Have an IT audit for your financial institution coming up? Or need some guidance on your disaster recovery plan? The Garland Group is here to help! The following is a list of our most common disaster recovery findings for financial institutions of all sizes. We use the FFIEC guidelines and our many years of information technology experience to come up with these recommendations and make your business operational as soon as possible after a disaster.

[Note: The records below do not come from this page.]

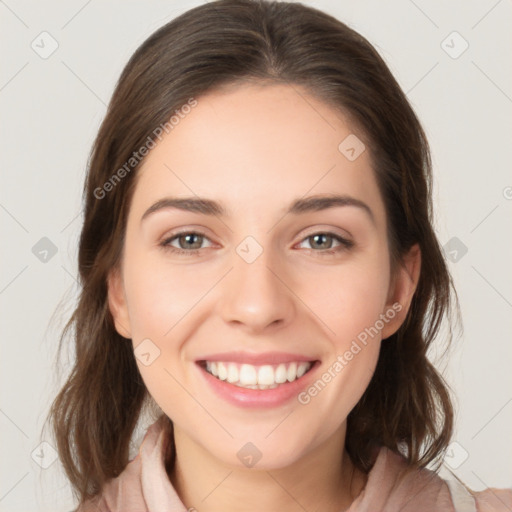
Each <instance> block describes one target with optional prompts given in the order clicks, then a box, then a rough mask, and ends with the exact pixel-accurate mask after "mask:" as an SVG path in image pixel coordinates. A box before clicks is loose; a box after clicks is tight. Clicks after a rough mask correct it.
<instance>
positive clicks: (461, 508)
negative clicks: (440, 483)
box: [443, 468, 512, 512]
mask: <svg viewBox="0 0 512 512" xmlns="http://www.w3.org/2000/svg"><path fill="white" fill-rule="evenodd" d="M443 469H444V471H443V474H444V475H446V476H445V481H446V483H447V485H448V487H449V488H450V493H451V495H452V499H453V503H454V505H455V510H456V511H459V510H460V511H462V512H465V511H466V510H468V511H475V512H510V511H511V510H512V489H496V488H494V487H489V488H487V489H484V490H482V491H473V490H472V489H470V488H469V487H468V486H467V485H465V484H464V482H462V481H461V480H460V479H459V478H458V477H457V476H456V475H455V473H453V472H452V471H450V470H449V469H448V468H443ZM469 504H471V505H472V506H473V508H469ZM464 507H466V508H464Z"/></svg>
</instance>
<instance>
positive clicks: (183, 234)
mask: <svg viewBox="0 0 512 512" xmlns="http://www.w3.org/2000/svg"><path fill="white" fill-rule="evenodd" d="M184 235H198V236H201V237H203V238H205V239H207V240H209V239H208V237H207V236H206V235H205V234H204V233H201V232H199V231H183V232H181V233H176V234H174V235H172V236H171V237H169V238H166V239H165V240H163V241H162V242H161V243H160V244H159V245H160V246H161V247H162V248H163V249H164V250H166V251H169V252H171V253H174V254H183V255H187V256H191V255H193V256H199V255H200V254H199V253H200V251H201V248H199V249H189V250H186V249H181V248H178V247H173V246H172V245H170V243H171V242H172V241H174V240H176V239H178V238H179V237H180V236H184ZM316 235H325V236H328V237H332V238H333V239H334V240H335V241H337V242H339V243H340V245H339V246H338V247H336V248H334V249H323V250H322V249H319V250H315V249H309V250H310V251H313V253H319V254H318V255H319V256H324V255H325V256H334V255H336V254H337V253H339V252H341V251H343V250H349V249H351V248H352V247H353V246H354V242H352V241H351V240H347V239H346V238H343V237H341V236H339V235H336V234H335V233H331V232H329V231H318V232H316V233H312V234H311V235H308V236H306V237H305V238H303V239H302V240H301V243H302V242H304V241H306V240H308V239H309V238H312V237H314V236H316ZM203 249H204V248H203Z"/></svg>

Our most common finding would have to be TESTING. Alternate locations for core processing, network (Citrix, Windows 2003, etc.) and telecommunications should be tested at least annually for operability and connectivity to alternate branches. For example, connections to the network and the core should be available from an alternate branch or location if your main site is unavailable. While these critical functions should be tested annually, other functions should be tested as soon as they are implemented. For instance, if you have an agreement with another bank to use their wire transfer system in an emergency, this should be tested close to the time of the agreement. Why have an agreement with someone, if you are not 100% percent sure it will work when you need it to?

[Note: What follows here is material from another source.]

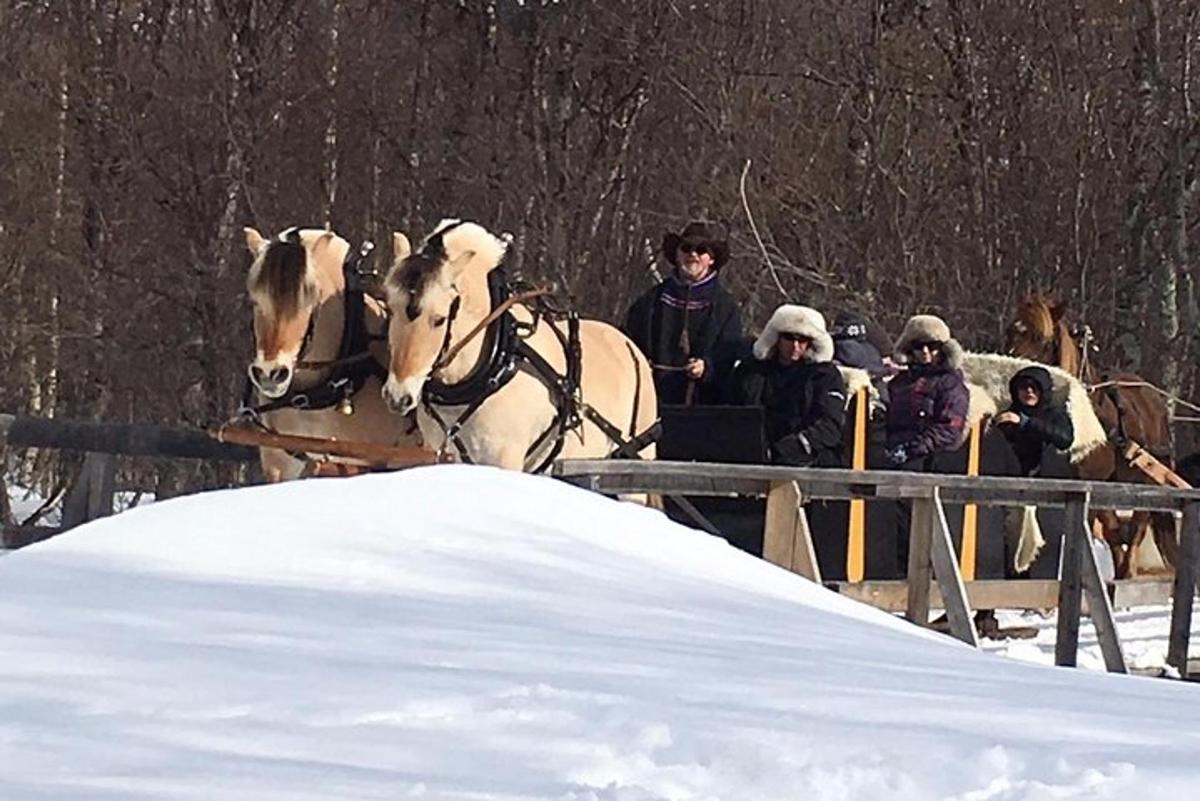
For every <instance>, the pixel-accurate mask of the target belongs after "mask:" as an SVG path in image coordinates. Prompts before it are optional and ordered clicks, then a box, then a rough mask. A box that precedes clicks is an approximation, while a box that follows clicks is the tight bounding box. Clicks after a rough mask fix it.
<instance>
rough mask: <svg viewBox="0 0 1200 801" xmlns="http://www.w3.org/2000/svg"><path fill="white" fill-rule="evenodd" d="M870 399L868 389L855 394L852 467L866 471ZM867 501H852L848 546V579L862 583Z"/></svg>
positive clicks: (863, 563)
mask: <svg viewBox="0 0 1200 801" xmlns="http://www.w3.org/2000/svg"><path fill="white" fill-rule="evenodd" d="M869 408H870V397H869V396H868V390H866V387H862V389H859V390H858V391H857V392H856V393H854V453H853V457H852V459H851V463H850V466H851V468H853V469H854V470H865V469H866V412H868V410H869ZM865 532H866V501H864V500H852V501H850V537H848V542H847V544H846V578H847V579H848V580H851V582H862V580H863V576H864V574H865V568H864V564H865V560H864V558H863V550H864V548H865V547H866V534H865Z"/></svg>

Next, financial institutions should list maximum downtime allowable and data loss for important functions. This will help you decide what is mission critical and in devising a Business Impact Analysis. For some institutions, 5 minutes without telecommunications and Internet would be unacceptable. These businesses need automatic failover solutions, but if up to 4 hours are acceptable to be without telecommunications, these organizations could set up a different location to have phone calls forwarded to. Furthermore if you want ATM’s to be your customer’s first alternative to tellers, be sure these are operational quickly in a disaster. Listing maximum downtime allowable will help you with this next very common finding…..

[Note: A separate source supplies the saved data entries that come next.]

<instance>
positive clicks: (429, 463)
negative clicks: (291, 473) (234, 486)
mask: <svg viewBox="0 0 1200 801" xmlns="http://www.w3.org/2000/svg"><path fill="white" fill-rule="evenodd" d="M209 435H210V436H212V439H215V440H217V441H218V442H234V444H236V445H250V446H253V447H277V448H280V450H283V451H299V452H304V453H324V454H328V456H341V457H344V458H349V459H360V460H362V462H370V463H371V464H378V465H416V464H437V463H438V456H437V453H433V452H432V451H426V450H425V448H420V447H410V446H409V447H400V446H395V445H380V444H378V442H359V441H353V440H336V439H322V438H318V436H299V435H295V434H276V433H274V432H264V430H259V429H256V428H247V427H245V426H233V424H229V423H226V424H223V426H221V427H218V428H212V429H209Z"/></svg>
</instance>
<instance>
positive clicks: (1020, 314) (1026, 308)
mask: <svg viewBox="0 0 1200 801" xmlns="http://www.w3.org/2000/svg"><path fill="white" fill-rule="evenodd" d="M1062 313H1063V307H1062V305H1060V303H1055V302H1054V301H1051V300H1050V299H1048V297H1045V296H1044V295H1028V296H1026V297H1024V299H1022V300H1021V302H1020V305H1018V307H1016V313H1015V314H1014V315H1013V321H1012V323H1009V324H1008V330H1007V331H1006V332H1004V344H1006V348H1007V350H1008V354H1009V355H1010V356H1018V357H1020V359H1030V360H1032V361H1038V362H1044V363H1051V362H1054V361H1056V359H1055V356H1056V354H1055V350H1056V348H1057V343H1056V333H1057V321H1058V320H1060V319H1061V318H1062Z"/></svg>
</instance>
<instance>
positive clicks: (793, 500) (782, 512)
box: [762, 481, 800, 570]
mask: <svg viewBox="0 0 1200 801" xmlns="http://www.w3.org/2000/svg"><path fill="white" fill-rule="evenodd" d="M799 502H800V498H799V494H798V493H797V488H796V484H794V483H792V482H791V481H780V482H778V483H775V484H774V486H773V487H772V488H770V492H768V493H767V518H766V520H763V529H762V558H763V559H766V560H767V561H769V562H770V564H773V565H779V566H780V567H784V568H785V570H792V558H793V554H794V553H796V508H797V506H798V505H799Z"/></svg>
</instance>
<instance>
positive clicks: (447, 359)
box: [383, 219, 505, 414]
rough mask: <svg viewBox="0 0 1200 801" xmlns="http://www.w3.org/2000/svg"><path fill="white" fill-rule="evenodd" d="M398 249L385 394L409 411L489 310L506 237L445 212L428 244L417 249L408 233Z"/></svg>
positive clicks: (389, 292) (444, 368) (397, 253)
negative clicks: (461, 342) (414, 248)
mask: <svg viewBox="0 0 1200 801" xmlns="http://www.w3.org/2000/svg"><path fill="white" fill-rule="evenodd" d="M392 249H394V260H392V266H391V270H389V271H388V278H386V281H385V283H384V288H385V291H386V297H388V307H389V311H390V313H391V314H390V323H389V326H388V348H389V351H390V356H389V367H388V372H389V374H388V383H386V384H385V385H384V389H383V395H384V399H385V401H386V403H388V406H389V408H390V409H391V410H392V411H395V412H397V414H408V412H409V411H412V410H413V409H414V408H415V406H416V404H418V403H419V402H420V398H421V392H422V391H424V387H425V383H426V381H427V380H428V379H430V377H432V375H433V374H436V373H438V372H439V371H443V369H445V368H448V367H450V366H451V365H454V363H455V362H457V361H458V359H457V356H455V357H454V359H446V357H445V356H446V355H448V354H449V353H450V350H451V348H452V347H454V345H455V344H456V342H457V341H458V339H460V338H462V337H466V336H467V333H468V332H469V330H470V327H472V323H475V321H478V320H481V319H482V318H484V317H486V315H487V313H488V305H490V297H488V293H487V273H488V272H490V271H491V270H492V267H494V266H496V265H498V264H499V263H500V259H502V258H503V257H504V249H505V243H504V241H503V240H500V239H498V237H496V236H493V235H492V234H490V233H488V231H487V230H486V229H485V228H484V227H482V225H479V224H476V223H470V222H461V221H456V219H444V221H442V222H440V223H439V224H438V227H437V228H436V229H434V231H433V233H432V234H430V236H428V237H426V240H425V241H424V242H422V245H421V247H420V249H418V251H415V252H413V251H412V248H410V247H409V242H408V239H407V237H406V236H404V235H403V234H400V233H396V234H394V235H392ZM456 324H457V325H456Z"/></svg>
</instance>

The Information Technology Steering Committee should prioritize each department, business unit, business process, and application as to their importance in functionality of the bank. This process should be conducted annually to let the Information Technology department know which servers and systems to shut down in case of an emergency or limited power. Sometimes, if critical processes and applications are identified your customers may never know you had a disaster. Ultimately, this is the goal, seamless interruptions to the customer!
Many common findings are due to a lack of updating the Business Continuity Plan itself. In almost every audit we have findings dealing with updating vendor contact information, employee functions/responsibilities and new disaster recovery techniques. This is where disaster recovery software helps and when the contact at your local service provider changes, you can update it once which replicates these changes throughout the plan. Don’t forget to give updates to the plan to everyone who has a Disaster Recovery Plan.
Now, all you have to do is make sure you have a good plan in place to recover all business processes, especially the mission critical operations. Once you have redundancy for critical functions, (and it is TESTED) just sit back and wait for a disaster so you can put your newly renovated plan into action!